没办法有些孩子注定倾注所有去努力,也是得不到家长半分认可的。
这个年代,这种现象尤其明显。
陆心月还是每天去给林秀哲洗身子,苏耿虽然也照顾着她,可是一个大男人总是照顾的不细致。
反倒是陆心月总是贴心的给她垫毯子,还会帮她按摩,一有时间就把她用的东西都洗的干干净净,有时候还陪她说话,就连苏家改善伙食也是陆心月买的东西,甚至是亲自做好的。
苏耿实在不忍心花人家孩子的钱,明知道人家也是无依无靠的,这买的东西他们吃着心里也不是滋味。
于是叫来儿子让他去跟陆心月道谢,也让人家孩子不要总是贴钱在他们身上。
苏樾也是趁着来接她才跟她提的,“你这么对我们,我们一家都不知道该怎么谢你了。”
“当初你帮我的时候有没有想过让我怎么谢你?”
“当然没有。”
“那就是了。”她看向他道:“你在我最难最需要的时候帮了我不求我感激,那么现在你在难的时候就也允许我帮一下下吧!你说过,我们不该分那么清楚的。
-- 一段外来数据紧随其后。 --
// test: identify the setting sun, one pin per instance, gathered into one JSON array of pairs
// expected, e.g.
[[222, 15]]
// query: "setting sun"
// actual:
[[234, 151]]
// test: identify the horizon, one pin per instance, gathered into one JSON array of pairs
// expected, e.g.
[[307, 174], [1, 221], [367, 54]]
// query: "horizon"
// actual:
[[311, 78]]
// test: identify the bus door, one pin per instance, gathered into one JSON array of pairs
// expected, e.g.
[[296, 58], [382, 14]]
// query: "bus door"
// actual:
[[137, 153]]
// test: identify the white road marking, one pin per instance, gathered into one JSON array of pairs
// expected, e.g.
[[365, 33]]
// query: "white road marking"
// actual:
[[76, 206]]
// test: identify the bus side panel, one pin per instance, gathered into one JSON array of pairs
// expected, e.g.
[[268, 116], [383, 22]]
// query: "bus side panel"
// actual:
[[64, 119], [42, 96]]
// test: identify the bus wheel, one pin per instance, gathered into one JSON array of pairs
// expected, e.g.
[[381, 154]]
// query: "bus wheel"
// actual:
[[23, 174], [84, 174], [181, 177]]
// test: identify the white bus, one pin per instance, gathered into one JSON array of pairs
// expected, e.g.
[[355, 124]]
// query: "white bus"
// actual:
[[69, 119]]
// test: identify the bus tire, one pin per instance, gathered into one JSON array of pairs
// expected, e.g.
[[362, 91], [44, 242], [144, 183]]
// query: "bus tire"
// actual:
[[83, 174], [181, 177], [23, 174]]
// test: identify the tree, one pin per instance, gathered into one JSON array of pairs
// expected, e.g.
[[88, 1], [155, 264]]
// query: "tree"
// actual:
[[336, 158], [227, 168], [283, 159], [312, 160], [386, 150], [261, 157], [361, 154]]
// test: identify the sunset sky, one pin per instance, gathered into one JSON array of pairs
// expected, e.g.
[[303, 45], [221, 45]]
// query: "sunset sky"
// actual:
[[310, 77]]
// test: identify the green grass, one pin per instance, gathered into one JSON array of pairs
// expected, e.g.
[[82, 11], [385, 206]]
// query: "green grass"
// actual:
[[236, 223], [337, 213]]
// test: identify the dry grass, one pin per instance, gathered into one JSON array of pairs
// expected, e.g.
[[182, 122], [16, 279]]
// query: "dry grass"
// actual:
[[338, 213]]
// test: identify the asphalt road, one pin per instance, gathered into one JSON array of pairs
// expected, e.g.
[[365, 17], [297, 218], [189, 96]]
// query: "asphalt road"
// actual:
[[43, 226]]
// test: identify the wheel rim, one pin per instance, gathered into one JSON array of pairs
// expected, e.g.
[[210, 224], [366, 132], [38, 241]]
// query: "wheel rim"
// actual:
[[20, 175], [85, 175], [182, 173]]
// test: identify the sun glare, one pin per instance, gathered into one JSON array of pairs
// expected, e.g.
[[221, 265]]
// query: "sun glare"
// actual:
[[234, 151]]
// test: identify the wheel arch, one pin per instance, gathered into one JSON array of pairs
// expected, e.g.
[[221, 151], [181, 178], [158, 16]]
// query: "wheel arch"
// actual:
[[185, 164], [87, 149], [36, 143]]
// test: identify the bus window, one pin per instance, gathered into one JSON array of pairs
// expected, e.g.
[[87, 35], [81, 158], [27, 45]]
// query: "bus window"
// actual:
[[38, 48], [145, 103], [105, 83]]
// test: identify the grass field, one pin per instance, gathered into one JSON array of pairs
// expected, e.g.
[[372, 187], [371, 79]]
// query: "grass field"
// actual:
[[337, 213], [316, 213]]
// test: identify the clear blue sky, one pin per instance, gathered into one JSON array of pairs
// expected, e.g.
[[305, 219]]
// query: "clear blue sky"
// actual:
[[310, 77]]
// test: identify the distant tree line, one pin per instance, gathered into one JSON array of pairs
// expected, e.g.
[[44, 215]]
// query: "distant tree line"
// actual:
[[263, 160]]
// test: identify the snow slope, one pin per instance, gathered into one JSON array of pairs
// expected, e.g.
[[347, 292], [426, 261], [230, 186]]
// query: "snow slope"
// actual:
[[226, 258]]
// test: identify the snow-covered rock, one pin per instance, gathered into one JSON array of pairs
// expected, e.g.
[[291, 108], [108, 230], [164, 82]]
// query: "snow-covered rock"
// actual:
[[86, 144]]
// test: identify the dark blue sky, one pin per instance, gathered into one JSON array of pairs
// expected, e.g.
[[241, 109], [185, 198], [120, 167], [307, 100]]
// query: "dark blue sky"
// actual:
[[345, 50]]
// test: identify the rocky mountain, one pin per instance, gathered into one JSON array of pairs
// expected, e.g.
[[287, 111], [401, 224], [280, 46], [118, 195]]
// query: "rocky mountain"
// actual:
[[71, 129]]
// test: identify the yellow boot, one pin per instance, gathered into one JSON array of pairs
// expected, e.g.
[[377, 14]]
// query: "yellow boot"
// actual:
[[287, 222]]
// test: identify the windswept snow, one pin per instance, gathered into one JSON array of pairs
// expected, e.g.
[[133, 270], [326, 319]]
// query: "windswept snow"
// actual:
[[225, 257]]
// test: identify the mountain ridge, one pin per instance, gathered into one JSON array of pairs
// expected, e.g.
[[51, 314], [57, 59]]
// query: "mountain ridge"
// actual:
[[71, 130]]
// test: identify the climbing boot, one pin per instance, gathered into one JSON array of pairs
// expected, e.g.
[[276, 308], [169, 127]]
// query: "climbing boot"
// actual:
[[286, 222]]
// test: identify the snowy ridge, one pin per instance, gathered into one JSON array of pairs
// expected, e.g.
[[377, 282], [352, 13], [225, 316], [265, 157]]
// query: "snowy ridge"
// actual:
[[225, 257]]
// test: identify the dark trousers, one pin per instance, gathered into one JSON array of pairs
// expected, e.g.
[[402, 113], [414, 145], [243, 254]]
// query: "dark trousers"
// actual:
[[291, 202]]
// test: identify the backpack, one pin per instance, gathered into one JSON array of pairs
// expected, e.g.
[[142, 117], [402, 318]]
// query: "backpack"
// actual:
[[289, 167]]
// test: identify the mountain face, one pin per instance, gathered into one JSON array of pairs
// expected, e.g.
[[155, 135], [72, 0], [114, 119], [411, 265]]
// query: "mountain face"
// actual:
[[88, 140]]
”
他看着她突然有些想跳下车去抱她的冲动,可是还是忍了,他知道她对他们的好,不过是为了感恩而已,他不想她总是这样感恩心态的对待他。
苏樾不想村里人说三说四的,所以到了村口就借口有事儿和陆心月分开走了。
陆心月也明白他的顾虑,她加快的蹬着车子,想点到家,然而就快到家门口时被张敏抓住了车子,道:“心月,你急什么?”
她不得已只能下了车,道:“张婶,你有什么事儿吗?”
她走近她道:“吆!心月,你现在下班怎么这么晚呢?也不怕路上不安全?”
陆心月嘴角抽抽,怎么都觉得她这话不像关心,反而有点像是没看到她出事而失望。
“是呀!不早了,我先回去了。”
“别急呀!你这丫头。”她拉住她的车子走近几分看了看四周没人才道:“心月,你现在还和苏家走那么近吗?”
“我们是邻居,想远也远不了呀!”
“蠢呀!”张敏凑近她小声道:“我告诉你,他们家惹了官司,他爸贪污腐化,以后准被关进去,你可不能犯傻。”
陆心月这就听不下去了,道:“张婶,你这话就说的不对了,大家都是左邻右舍的,谁家没个难处?我听说以前苏家帮过你家不少呢!怎么现在人家有难处你却要头一个诋毁呢?”
张敏当即冷了脸道:“不知好歹的东西,我好心才提醒你的,别人在背后都不知道怎么骂他们了,你想死就继续跟他们走近就是……”张敏骂骂咧咧的走了。
陆心月无奈的摇头,她终于明白什么叫墙倒众人推了,不过上一世苏家好像没出这么多变故的,或者说人家后来在县城定了居,她没有听人提过了。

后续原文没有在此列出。